Recommended by Bill Adams, Safari Consultants
Zambia is the home of the walking safari, pioneered by Norman Carr in South Luangwa back in the 1950s. While there are many places now offering on-foot experiences, the Chikoko Trails, which is only accessible to walkers, gives you the sense of feeling very remote. “This is one of the wildest camps you’ll experience in Africa,” says Adams. “It’s raw nature on your doorstep.” North Luangwa, where lion have a reputation for being particularly feisty, is one for the more adventurous walker. But there is little to beat the experience of following lion on foot as they stalk huge buffalo herds.
• Day 1-3 After overnighting in Lusaka, fly to Kafue National Park, where you will spend three nights exploring the wilderness, primarily on foot, from Musekese Camp.
• Day 4 Fly to Mfuwe, the gateway to South Luangwa. Transfer north to Tafika Camp.
• Days 5-7 Walk from Tafika to the Chikoko Trails where three nights are spent walking between the Chikoko and Crocodile bushcamps.
• Days 8-10 Walk to the airstrip and connect to Mwaleshi Camp for three nights, from where you will explore North Luangwa on foot.
• Day 11 Return by air to Mfuwe for your scheduled flight to Lusaka and beyond.
TA insider tip
As an addition to a walking safari in South and North Luangwa, Zambian Ground Handlers suggests spending four nights in the remote, little-visited Luambe National Park, which lies between the two. Luambe Camp provides exclusive access to the region.

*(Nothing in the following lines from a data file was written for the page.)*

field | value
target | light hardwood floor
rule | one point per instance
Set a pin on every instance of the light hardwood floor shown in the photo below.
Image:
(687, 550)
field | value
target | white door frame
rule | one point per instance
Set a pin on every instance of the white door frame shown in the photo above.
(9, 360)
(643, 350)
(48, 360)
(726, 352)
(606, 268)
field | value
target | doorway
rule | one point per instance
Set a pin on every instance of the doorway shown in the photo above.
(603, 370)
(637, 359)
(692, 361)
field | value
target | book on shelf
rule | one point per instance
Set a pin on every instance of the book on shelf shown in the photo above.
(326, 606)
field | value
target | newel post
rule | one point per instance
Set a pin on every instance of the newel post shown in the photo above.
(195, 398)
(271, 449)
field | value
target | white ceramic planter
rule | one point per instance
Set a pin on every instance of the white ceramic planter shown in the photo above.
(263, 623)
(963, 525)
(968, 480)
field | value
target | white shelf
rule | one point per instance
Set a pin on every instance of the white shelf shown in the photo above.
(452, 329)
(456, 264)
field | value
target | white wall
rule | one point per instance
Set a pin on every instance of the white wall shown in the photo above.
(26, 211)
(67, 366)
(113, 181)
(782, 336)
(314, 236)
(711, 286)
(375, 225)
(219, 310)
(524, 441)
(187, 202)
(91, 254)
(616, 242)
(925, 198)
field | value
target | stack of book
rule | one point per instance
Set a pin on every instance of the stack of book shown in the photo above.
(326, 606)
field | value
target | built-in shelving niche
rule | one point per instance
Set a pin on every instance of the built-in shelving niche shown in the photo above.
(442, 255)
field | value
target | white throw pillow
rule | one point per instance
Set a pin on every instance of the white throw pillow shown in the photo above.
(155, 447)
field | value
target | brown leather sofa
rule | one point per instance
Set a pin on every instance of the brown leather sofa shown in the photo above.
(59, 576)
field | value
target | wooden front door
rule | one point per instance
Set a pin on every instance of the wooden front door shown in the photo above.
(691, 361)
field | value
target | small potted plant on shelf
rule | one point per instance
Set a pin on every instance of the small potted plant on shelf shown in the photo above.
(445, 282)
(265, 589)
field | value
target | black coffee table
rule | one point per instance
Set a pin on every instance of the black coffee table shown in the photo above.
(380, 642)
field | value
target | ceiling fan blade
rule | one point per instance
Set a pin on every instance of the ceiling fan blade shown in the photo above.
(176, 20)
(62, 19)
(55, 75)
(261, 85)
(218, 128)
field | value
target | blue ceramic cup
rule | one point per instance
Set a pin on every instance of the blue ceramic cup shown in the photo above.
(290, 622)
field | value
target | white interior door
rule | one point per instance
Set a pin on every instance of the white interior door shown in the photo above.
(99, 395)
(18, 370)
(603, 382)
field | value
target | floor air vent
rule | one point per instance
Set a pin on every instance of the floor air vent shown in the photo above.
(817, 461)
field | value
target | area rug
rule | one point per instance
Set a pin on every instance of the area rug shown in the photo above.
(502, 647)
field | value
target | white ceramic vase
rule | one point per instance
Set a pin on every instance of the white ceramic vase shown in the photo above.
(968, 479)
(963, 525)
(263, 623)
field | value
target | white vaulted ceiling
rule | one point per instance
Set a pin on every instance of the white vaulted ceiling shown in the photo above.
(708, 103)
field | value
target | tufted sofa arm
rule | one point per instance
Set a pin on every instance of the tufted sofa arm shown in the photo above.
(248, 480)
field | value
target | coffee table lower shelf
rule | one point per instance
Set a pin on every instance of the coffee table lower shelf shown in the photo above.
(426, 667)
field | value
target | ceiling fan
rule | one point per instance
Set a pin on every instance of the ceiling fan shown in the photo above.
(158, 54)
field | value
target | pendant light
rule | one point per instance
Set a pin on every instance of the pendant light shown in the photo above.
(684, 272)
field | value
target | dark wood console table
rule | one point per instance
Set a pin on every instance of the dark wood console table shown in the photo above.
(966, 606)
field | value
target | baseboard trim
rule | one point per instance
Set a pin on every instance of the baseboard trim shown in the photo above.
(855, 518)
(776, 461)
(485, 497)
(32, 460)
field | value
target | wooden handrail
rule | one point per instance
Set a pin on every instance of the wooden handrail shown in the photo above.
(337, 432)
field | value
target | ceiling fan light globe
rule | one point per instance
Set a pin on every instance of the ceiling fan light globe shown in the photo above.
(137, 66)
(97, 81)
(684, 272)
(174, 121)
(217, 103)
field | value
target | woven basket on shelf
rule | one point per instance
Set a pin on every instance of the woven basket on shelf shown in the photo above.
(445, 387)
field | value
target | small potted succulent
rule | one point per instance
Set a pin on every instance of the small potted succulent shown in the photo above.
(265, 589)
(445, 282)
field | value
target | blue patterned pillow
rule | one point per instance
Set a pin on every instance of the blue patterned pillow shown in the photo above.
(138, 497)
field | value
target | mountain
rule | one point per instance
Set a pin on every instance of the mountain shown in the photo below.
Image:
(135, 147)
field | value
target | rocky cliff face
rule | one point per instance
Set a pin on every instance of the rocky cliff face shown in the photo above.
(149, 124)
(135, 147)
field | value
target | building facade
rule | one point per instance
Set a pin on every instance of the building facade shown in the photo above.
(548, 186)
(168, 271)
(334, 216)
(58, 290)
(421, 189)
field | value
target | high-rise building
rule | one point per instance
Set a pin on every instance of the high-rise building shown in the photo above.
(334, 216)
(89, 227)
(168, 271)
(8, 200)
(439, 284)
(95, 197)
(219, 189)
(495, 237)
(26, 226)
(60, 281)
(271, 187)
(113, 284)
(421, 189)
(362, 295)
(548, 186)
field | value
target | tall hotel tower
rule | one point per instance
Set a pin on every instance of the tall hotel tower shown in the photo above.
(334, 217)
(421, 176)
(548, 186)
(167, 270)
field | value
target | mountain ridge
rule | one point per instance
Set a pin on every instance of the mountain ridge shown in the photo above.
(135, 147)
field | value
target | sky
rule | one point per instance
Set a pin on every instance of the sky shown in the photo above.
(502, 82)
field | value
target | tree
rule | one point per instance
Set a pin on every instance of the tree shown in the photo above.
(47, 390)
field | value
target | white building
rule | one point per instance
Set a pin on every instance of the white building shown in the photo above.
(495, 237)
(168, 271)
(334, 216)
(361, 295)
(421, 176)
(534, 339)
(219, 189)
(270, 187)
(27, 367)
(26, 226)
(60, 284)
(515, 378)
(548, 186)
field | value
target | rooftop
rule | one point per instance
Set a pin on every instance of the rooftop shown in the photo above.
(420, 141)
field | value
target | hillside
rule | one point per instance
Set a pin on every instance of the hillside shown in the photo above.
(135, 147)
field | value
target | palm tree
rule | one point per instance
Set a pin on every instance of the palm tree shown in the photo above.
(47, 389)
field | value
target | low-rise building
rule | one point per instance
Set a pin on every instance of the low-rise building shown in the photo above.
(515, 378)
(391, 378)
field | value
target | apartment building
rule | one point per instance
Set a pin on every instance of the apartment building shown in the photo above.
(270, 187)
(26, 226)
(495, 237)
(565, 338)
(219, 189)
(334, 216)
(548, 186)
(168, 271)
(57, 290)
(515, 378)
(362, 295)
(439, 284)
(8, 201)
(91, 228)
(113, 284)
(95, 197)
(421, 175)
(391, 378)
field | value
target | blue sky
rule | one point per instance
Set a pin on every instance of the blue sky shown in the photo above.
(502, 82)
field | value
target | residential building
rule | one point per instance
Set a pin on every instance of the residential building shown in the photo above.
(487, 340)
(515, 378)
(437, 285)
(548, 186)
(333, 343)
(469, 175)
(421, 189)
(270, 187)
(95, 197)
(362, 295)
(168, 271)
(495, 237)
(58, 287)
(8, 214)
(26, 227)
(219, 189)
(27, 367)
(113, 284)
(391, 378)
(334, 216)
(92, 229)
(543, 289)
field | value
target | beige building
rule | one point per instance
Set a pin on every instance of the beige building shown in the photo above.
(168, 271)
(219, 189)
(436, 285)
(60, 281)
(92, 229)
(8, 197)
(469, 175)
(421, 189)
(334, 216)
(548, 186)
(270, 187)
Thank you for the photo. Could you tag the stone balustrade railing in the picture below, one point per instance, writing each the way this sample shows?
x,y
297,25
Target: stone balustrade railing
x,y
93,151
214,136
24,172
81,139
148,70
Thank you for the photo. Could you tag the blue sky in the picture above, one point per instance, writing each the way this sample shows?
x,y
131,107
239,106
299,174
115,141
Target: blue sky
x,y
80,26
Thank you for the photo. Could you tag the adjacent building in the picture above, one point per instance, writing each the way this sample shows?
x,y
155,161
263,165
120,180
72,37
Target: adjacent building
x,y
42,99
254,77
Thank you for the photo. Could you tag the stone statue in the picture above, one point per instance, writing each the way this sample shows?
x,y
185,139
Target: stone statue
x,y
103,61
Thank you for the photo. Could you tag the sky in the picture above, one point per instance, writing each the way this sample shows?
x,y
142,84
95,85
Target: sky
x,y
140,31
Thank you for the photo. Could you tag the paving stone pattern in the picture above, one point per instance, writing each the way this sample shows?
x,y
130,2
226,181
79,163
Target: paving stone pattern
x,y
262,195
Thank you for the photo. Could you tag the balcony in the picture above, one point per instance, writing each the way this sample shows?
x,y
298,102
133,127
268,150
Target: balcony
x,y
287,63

Recommended by Nick Aslin, Zambian Ground Handlers
Zambia is ideal for romantic getaways. There’s an array of private lodges tucked away in secluded parts of some of Africa’s finest national parks, with the chance to enjoy vast wildernesses, sunset river cruises and the magnificent Victoria Falls.
• Days 1-3 Arrive into Lusaka and transfer to Mfuwe in South Luangwa. On entering the park, you hug the western bank of the Luangwa River, heading towards Mchenja Bush Camp, taking you through some of the best game-viewing territory in southern Africa. During your stay, you will have ample opportunity to explore the area both on foot and in vehicles.
• Days 4-5 Your home for the next two days is the comfortable Chinzombo Camp, comprising six villas positioned on the Luangwa River. Its contemporary design is something new for Zambia but surely is now the benchmark by which all other camps will be measured.
• Days 6-9 Fly to the Lower Zambezi, where you will stay at Chongwe River Camp, set on the bank of the Zambezi River close to the western edge of the park. You will be able to see game on foot, from vehicles or from the water in boats or canoes.
• Days 9-11 Head to Livingstone to stay at one of Zambia’s most romantic camps. Tongabezi is set on a large bend in the Zambezi River, 20km upstream from the Victoria Falls.
TA insider tip For a more budget option in South Luangwa, Rhino Africa recommends staying at the Nsolo Bush Camp. Positioned on the Luwi River it is one of the remotest camps in the park and a favoured area for lion. This can be combined with a couple of nights at the four-chalet Luwi Bush Camp, with its nearby lagoon. Don’t miss the bush walk from Nsolo to Luwi.